Lessons from History | 3. Pellagra & Misinformation
Despite ample evidence gathered over centuries in Europe & US in favor of a dietary cause, Pellagra was believed by many to be an infectious disease until the mid 1900s.
What is Pellagra?
Pellagra is a disease caused by deficiency in niacin (vitamin B3) - a precursor of NAD+ (Nicotinamide adenine dinucleotide), which is central to metabolism.
Pellagra has probably been the most devastating vitamin deficiency epidemic of all. Between 1906 and 1940, more than 3 million Americans suffered, with over 100K deaths.
Symptoms of pellagra include inflamed skin, diarrhea, sores, and dementia.

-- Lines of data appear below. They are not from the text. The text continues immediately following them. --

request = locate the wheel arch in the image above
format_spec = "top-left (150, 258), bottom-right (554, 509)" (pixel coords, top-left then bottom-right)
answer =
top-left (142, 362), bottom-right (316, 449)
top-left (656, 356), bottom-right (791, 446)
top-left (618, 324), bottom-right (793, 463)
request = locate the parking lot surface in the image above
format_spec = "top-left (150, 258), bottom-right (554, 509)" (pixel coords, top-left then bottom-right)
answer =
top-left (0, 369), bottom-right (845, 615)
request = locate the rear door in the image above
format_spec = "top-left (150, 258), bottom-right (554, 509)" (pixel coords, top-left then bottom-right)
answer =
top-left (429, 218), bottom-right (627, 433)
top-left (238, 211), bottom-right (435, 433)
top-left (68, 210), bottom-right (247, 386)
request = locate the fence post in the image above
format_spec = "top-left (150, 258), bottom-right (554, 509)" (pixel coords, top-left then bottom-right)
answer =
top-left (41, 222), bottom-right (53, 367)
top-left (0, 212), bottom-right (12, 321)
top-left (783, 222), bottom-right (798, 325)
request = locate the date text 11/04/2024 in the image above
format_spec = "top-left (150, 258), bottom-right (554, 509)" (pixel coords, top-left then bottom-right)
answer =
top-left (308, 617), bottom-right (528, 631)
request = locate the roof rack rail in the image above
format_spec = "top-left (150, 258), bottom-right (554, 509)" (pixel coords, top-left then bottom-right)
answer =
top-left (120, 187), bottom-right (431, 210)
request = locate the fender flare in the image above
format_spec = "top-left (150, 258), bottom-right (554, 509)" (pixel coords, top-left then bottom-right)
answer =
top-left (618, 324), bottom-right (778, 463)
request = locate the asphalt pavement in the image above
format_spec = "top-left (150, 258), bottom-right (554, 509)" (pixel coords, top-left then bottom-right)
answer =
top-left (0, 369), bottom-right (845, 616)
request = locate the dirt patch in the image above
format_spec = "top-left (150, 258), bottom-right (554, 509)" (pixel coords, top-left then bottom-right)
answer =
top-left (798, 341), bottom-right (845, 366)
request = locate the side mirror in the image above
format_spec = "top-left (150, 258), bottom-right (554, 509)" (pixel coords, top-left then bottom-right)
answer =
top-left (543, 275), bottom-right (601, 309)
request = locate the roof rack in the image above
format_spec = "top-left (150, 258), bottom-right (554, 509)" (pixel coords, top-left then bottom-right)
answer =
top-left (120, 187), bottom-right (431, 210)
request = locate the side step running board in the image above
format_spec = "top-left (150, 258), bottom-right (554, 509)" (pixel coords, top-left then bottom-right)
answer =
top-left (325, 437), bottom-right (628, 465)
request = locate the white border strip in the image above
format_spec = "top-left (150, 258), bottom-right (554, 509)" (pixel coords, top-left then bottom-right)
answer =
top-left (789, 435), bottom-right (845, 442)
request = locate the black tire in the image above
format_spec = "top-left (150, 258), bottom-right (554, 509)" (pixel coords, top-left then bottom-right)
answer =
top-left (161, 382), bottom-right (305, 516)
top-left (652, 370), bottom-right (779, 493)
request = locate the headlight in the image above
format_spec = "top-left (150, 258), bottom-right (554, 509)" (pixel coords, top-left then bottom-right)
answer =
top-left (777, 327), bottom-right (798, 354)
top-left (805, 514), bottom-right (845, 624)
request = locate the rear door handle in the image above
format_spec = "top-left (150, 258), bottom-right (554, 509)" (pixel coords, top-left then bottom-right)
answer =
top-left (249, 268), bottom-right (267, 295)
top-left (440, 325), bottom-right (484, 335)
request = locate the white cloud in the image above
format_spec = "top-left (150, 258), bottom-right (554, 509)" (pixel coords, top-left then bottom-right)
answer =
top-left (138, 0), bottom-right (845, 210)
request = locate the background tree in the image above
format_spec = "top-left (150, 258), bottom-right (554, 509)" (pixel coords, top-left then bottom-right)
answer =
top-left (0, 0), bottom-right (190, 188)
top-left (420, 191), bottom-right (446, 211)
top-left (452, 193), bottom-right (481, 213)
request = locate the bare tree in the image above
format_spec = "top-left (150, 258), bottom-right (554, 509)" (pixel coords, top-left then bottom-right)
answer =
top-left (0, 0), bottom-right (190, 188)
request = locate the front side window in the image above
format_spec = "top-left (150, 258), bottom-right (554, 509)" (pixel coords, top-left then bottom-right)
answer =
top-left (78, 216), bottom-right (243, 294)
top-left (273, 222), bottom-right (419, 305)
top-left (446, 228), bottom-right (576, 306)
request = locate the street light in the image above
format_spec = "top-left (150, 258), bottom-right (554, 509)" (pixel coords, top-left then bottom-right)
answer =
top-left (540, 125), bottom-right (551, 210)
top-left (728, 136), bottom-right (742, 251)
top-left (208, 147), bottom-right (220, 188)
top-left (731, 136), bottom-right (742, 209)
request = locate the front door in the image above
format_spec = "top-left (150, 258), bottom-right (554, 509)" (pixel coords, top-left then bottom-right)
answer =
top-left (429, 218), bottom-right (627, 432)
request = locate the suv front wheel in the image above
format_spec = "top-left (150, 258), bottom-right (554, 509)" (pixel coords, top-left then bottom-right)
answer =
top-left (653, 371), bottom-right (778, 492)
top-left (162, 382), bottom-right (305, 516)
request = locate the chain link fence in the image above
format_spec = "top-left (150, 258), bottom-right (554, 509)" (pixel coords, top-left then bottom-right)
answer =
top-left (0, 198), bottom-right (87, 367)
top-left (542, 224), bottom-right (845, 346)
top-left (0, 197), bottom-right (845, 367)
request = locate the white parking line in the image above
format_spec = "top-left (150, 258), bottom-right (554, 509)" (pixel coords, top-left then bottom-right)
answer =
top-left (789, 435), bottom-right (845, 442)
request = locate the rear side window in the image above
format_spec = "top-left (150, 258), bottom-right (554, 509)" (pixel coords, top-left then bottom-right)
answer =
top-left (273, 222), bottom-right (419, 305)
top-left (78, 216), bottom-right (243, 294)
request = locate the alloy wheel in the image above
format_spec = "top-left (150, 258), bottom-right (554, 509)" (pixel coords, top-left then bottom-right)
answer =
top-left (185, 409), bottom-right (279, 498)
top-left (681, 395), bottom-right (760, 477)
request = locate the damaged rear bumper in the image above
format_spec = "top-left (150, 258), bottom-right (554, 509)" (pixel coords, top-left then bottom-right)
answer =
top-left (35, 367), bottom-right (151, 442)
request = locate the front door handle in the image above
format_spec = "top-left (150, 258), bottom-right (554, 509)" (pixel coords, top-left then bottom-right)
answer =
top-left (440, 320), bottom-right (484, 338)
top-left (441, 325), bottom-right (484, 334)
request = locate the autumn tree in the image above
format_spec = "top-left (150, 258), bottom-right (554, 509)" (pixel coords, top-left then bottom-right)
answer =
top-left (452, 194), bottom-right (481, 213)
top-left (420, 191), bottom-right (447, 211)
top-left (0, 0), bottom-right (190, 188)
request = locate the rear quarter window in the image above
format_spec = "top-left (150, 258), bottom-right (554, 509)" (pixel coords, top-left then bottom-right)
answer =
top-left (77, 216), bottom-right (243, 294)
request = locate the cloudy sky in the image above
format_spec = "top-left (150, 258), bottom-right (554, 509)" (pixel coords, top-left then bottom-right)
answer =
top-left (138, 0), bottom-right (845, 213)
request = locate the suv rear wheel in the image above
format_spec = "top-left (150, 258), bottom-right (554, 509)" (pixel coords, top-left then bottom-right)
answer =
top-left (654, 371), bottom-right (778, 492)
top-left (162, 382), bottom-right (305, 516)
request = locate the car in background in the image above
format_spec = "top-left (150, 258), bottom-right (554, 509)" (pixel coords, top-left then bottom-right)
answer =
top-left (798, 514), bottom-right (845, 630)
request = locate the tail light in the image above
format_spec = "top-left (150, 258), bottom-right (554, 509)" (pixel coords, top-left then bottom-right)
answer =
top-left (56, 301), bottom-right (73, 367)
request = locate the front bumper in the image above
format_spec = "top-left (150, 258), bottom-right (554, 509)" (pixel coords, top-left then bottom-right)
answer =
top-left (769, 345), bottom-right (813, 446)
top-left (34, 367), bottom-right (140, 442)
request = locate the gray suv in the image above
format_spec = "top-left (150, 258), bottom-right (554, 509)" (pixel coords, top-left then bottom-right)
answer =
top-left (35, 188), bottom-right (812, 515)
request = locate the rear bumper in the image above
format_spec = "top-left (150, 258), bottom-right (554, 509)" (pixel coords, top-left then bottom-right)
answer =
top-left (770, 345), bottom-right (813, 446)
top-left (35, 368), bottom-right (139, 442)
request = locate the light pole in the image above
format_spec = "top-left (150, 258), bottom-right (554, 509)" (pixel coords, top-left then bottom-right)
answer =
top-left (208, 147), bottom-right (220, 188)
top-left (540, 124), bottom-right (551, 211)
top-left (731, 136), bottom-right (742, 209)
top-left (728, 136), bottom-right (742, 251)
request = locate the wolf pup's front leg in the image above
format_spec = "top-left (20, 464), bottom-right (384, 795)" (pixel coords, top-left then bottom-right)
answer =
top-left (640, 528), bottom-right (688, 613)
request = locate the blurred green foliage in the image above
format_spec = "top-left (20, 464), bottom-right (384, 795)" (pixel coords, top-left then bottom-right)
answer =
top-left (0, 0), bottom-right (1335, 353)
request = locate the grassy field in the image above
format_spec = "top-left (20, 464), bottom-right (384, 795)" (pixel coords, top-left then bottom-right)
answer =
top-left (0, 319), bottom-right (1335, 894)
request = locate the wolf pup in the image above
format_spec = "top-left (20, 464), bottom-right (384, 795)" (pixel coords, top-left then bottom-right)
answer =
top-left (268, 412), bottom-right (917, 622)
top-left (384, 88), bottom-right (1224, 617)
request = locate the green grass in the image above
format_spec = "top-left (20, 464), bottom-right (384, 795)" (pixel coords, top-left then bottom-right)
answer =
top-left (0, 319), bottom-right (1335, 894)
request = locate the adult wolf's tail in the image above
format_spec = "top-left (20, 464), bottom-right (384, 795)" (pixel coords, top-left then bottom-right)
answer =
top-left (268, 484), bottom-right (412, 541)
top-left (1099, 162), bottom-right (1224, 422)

Much like the story of Scurvy & Vitamin C - Niacin was not isolated until the mid 1930s, providing cover for the microbe-hunters to pursue their infectious ideas with little friction.
Early Encounters
Corn was introduced to Europe from the New World in the 15th century, and soon became the staple of poor Europeans.
However, Native Americans who first domesticated corn prepared it by a process called nixtamalization - in which the grain is treated with alkali fluid, such as lime. This renders the niacin bioavailable and prevents pellagra.
Don Gasper Casal, a Spanish Court physician, first described this syndrome in 1735. Casal noted a malady among poor peasants of Asturias, and called it mal de la rosa - reflecting reddish and glossy rash on the back of hands and feet.
Casal observed that the afflicted were poor, subsisted mostly on corn, and rarely ate fresh meat.
Francesco Frapoli, Italian physician, used the term pellagra in 1771 (pell = skin + agra = sour).
An Epidemic of the Poor
Pellagra grew into an epidemic in Italy, and spread throughout the Mediterranean in the 19th century. Various populations turned to corn as a substitute for other vegetables. Pellagra appeared wherever corn became a dietary mainstay. Because of the way corn was processed (without nixtamalization), niacin was not bioavailable and led to ‘outbreaks.’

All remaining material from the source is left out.